La baisse des prix de l'énergie combinée à la réduction des probabilités de hausse des taux pèse ensemble sur le dollar américain et maintient les rendements réels à la baisse — une combinaison globalement favorable au métal jaune. Étant donné que l'or ne génère aucun rendement propre, des taux d'intérêt plus bas le rendent comparativement plus attractif face aux actifs générant un rendement comme les obligations. L'or bénéficie également des achats soutenus des banques centrales — en particulier des économies de marchés émergents qui diversifient leurs réserves en s'éloignant du dollar — qui ont apporté un soutien structurel de la demande aux côtés des flux d'investissement impulsés par les taux observés cette semaine.

Pour le dollar australien, un dollar américain plus mou et des prix de l'or plus fermes sont généralement favorables, bien que la transposition soit partielle étant donné que le mouvement de l'or est davantage impulsé par la réévaluation des taux américains que par l'appétit plus large pour le risque.

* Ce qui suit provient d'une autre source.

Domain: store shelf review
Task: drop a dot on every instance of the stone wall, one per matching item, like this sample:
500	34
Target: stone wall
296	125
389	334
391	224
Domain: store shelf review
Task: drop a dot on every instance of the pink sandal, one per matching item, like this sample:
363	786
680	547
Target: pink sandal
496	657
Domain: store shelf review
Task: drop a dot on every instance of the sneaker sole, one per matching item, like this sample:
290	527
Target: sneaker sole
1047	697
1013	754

Une banque anticipe un chemin vers 5 000 dollars

Une grande banque mondiale a indiqué dans une note vendredi qu'elle s'attend à ce que les prix de l'or montent jusqu'à 5 000 dollars l'once au premier semestre 2027, citant la même dynamique d'un dollar plus mou et de rendements réels plus bas attirant les investisseurs vers le métal. La progression de l'or au-dessus de 4 360 dollars et sa meilleure hausse hebdomadaire depuis janvier indiquent un nouvel élan plutôt qu'un pic ponctuel.

Risques à venir

Le principal risque pour le scénario haussier est une réaffirmation de la position stricte de la Fed si les prochaines données sur l'inflation surprissent à la hausse, ce qui tempérerait la faiblesse du dollar dont dépend cette hausse. Avec la décision de la Fed en septembre désormais fermement au centre de l'attention, les prochaines publications sur l'inflation — notamment l'indice des prix à la consommation et l'indicateur privilégié de la Fed, les dépenses de consommation personnelle — ainsi que le prochain rapport sur l'emploi devraient constituer les prochains tests majeurs pour déterminer si cette hausse a encore des marges de manœuvre.